An jenem Tag im Zug war Xu Yanrans Stirn nur dunkel, ein schwaches Anzeichen für bevorstehendes Blutvergießen. Doch nun bemerkte Ge Dongxu, dass ihre Stirn nicht nur dunkel war, sondern auch ein Hauch von Blutdurst zu erkennen war. Er zog daraus eine Schlussfolgerung und erkannte, dass es für heute so kommen musste.
„Woher wusstest du das?“, fragte Xu Yanran überrascht, erinnerte sich dann aber plötzlich an das, was Ge Dongxu im Zug gesagt hatte, und konnte sich ein Augenrollen nicht verkneifen und sagte: „Willst du mir etwa sagen, dass es kein guter Tag ist, in den Westen der Stadt zu fahren?“
„Ich wollte dir diesen Rat ja geben, aber deinem Gesichtsausdruck nach zu urteilen, würdest du sowieso nicht zuhören. Denk einfach daran, vorsichtig zu sein.“ Ge Dongxu betrachtete Xu Yanrans Gesichtsausdruck und wusste, dass es sinnlos wäre, etwas zu sagen, also sagte er gleichgültig.
„Hey, wer ist Yanran? Ihr zwei scheint euch gut zu kennen, als würdet ihr Geheimcodes austauschen? Ich verstehe kein Wort von dem, was ihr sagt“, fragte das Mädchen neben Xu Yanran und musterte Ge Dongxu neugierig von oben bis unten.
„Sie ist im ersten Studienjahr. Wir saßen zufällig im Zug zusammen“, antwortete Xu Yanran.

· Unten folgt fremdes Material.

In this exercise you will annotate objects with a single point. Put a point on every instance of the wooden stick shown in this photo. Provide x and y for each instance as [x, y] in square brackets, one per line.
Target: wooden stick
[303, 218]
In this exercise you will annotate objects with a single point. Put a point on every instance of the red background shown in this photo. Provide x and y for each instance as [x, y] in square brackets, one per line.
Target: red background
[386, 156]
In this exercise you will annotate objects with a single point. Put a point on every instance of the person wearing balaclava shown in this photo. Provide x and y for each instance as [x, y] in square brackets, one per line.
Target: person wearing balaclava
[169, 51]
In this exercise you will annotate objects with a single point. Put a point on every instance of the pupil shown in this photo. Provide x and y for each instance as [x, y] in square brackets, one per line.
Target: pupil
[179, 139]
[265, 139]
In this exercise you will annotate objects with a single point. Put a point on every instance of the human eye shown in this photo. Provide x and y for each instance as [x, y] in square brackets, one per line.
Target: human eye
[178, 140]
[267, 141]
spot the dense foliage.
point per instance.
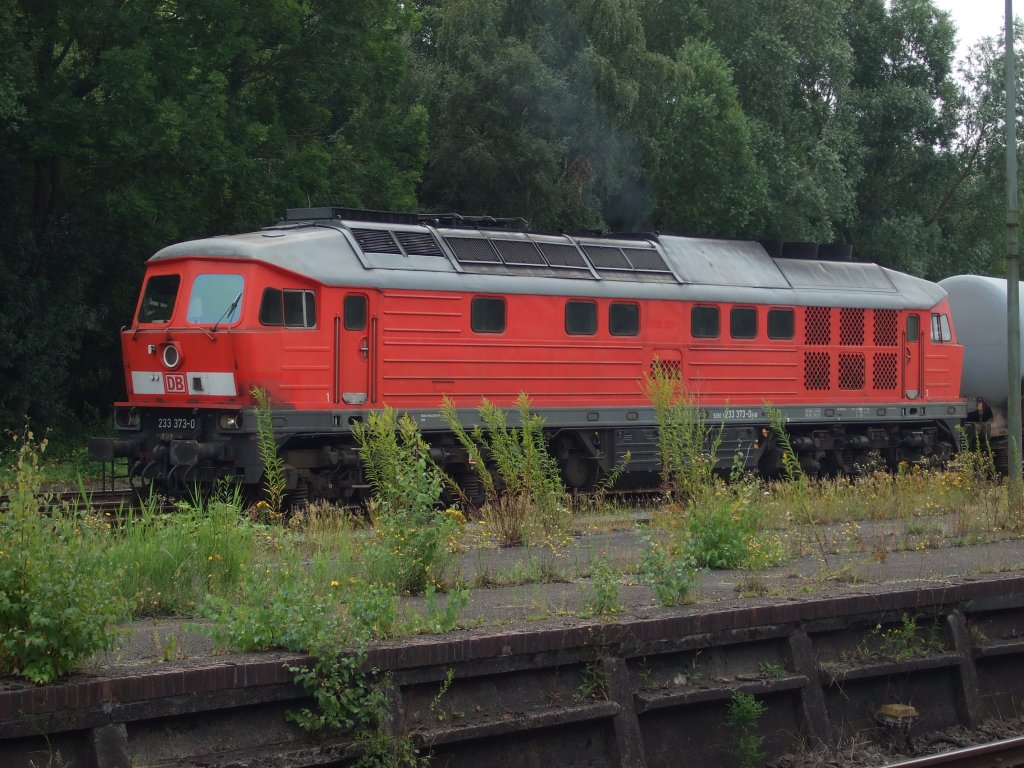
(127, 126)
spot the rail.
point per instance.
(1006, 754)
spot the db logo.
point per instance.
(175, 383)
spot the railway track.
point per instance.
(1006, 754)
(96, 501)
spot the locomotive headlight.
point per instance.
(171, 356)
(229, 421)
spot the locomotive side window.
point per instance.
(940, 328)
(486, 314)
(912, 328)
(581, 317)
(780, 324)
(624, 320)
(215, 299)
(355, 312)
(289, 308)
(158, 300)
(743, 323)
(704, 322)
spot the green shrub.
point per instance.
(669, 568)
(530, 498)
(58, 602)
(687, 445)
(742, 717)
(282, 605)
(410, 548)
(274, 480)
(603, 598)
(167, 563)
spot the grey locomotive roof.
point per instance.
(412, 256)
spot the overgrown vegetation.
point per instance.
(274, 481)
(58, 601)
(708, 523)
(525, 498)
(742, 717)
(410, 549)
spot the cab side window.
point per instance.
(704, 323)
(940, 328)
(486, 314)
(624, 320)
(289, 308)
(581, 317)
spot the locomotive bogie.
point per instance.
(335, 318)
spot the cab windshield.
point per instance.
(216, 299)
(158, 299)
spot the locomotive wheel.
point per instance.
(579, 472)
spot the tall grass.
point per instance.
(687, 444)
(525, 495)
(167, 563)
(58, 602)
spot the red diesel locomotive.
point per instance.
(336, 312)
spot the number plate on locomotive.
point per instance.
(177, 423)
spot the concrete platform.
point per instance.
(647, 687)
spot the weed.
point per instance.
(274, 480)
(751, 586)
(58, 601)
(343, 690)
(435, 705)
(797, 477)
(742, 717)
(410, 548)
(670, 569)
(603, 597)
(904, 641)
(688, 446)
(167, 563)
(530, 499)
(441, 613)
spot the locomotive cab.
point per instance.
(203, 330)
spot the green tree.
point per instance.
(127, 126)
(906, 104)
(529, 105)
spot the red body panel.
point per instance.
(417, 346)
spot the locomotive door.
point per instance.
(354, 345)
(912, 351)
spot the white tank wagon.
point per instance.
(979, 308)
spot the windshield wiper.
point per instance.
(227, 312)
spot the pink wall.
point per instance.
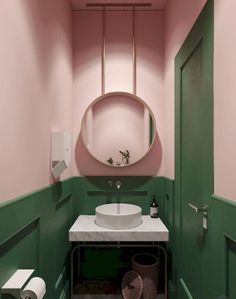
(87, 36)
(225, 103)
(180, 16)
(35, 90)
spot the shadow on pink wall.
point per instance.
(88, 166)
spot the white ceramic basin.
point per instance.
(118, 216)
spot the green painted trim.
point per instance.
(224, 200)
(32, 193)
(186, 290)
(202, 27)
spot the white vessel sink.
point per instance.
(118, 216)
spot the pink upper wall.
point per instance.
(35, 90)
(224, 99)
(87, 40)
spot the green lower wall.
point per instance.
(34, 230)
(34, 227)
(34, 234)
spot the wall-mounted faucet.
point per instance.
(118, 185)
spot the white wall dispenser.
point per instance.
(60, 152)
(21, 286)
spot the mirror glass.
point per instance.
(118, 129)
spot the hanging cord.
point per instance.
(103, 48)
(134, 53)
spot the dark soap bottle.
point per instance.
(154, 209)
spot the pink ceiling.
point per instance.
(155, 4)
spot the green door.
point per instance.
(194, 154)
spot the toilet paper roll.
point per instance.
(35, 289)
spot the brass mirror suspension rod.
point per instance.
(103, 48)
(134, 54)
(104, 5)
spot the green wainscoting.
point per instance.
(221, 264)
(34, 227)
(34, 230)
(34, 234)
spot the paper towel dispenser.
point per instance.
(60, 152)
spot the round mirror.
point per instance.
(118, 129)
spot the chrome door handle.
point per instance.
(202, 209)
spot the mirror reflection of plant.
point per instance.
(110, 161)
(125, 155)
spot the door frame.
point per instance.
(203, 24)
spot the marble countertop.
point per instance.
(85, 229)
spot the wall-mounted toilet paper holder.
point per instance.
(15, 284)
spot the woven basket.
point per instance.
(147, 266)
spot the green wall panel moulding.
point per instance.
(34, 227)
(34, 234)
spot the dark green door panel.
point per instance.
(194, 152)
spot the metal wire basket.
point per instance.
(132, 285)
(147, 266)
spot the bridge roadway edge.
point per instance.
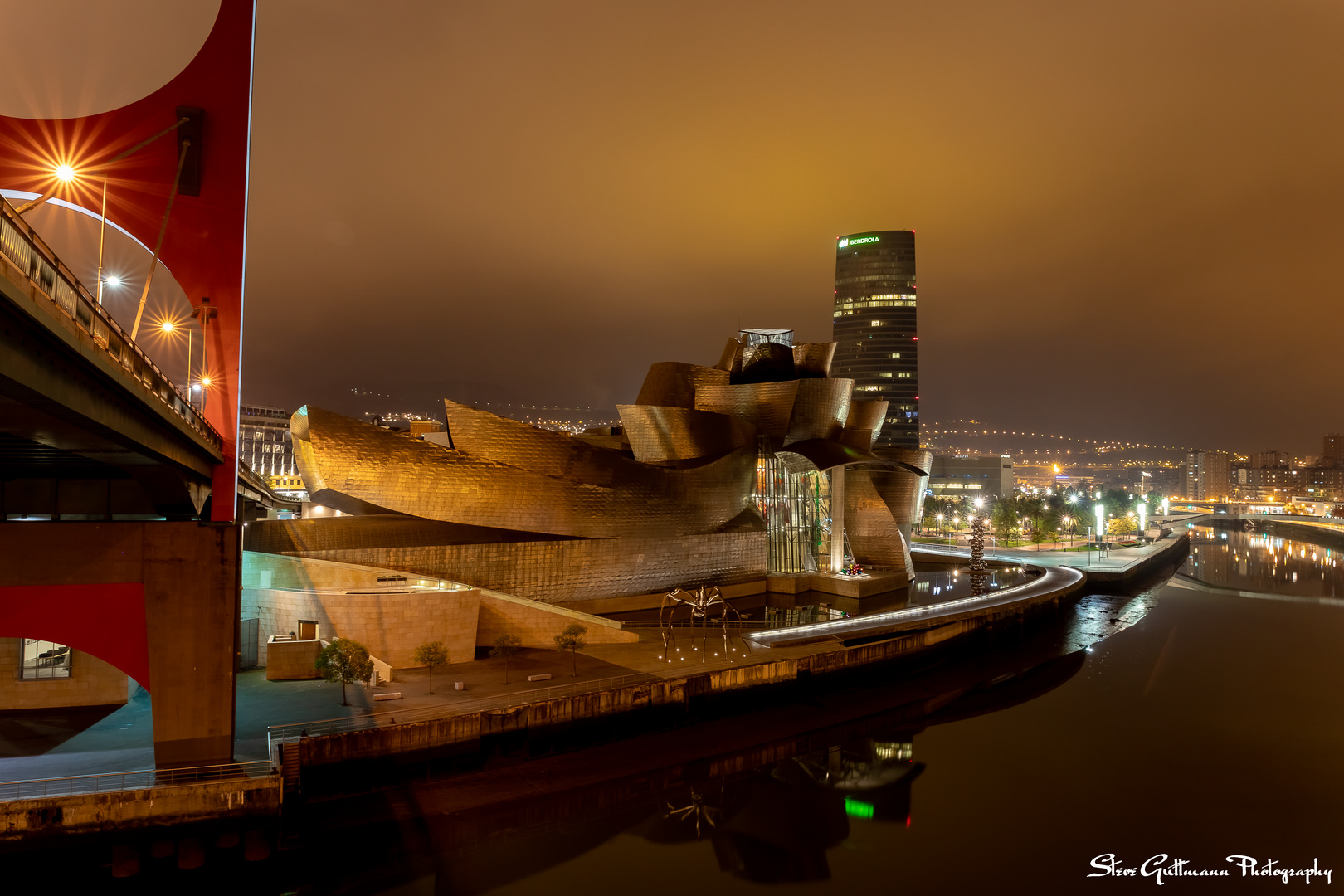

„Das ist doch nicht dein Ernst, oder? So einfach seid ihr doch nicht. Pass auf, Bruder Pang könnte eifersüchtig werden!“, sagte das Mädchen skeptisch.
„Lin Xiaojie, was für einen Unsinn redest du da!“, fauchte Xu Yanran das Mädchen neben ihr an.
„Bilde ich mir das etwa ein? Sag mal, woher wusste ein Erstsemester, den du gerade erst zufällig kennengelernt hast, dass du in den Westen der Stadt gehen würdest? Und bedeutete deine Aussage, dass es für dich nicht passend sei, in den Westen der Stadt zu gehen, nicht, dass er nicht wollte, dass du gehst?“, fragte Lin Xiaojie.
„Deine Fantasie ist aber reichhaltig!“, sagte Xu Yanran und verdrehte die Augen, als sie Lin Xiaojie ansah. Dann erklärte sie ihr kurz, was im Zug passiert war.
„Unmöglich, du bist doch erst seit Kurzem am College und wagst es schon, unsere Schulschönheit Xu anzubaggern? Dein Mut ist bewundernswert, aber deine Methoden sind total altmodisch und klischeehaft. Du solltest erst mal ein paar Jahre studieren, bevor du…“, sagte Lin Xiaojie verächtlich.
"Xiaojie, versteh mich nicht falsch, er hat es bestimmt nicht so gemeint." Xu Yanran wusste, dass Ge Dongxu diese Absicht nicht hatte, und unterbrach Lin Xiaojie, bevor diese ihren Satz beenden konnte.